Even that figure may be too high, according to a New York Times analysis of DOGE’s claims.

That’s because, when Mr. Musk’s group tallies up its savings so far, it inflates its progress by including billion-dollar errors, by counting spending that will not happen in the next fiscal year — and by making guesses about spending that might not happen at all.

One of the group’s largest claims, in fact, involves canceling a contract that did not exist. Although the government says it had merely asked for proposals in that case, and had not settled on a vendor or a price, Mr.

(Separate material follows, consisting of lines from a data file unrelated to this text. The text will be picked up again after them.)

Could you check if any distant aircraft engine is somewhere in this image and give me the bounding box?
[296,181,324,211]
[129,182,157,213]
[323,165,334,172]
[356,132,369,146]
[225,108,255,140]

Musk’s group ignored that uncertainty and assigned itself a large and very specific amount of credit for canceling it.

They start with the largest single savings on the group’s website. Mr. Musk’s team says it saved $2.9 billion by canceling a contract for a huge shelter in West Texas to house migrant children who crossed the border alone.

That figure is pumped up by assuming things that might never happen….

Nat Malkus, a senior fellow at the conservative American Enterprise Institute, said this approach — casting uncertain events as certain — was common in the data published by Mr. Musk’s group.

“It’s like if your kid drops out of college, and you tell your wife, ‘Whoa, we saved money on medical school!’ Well, that doesn’t make any sense, but that’s the same idea,” Mr. Malkus said. “How do you call it savings?”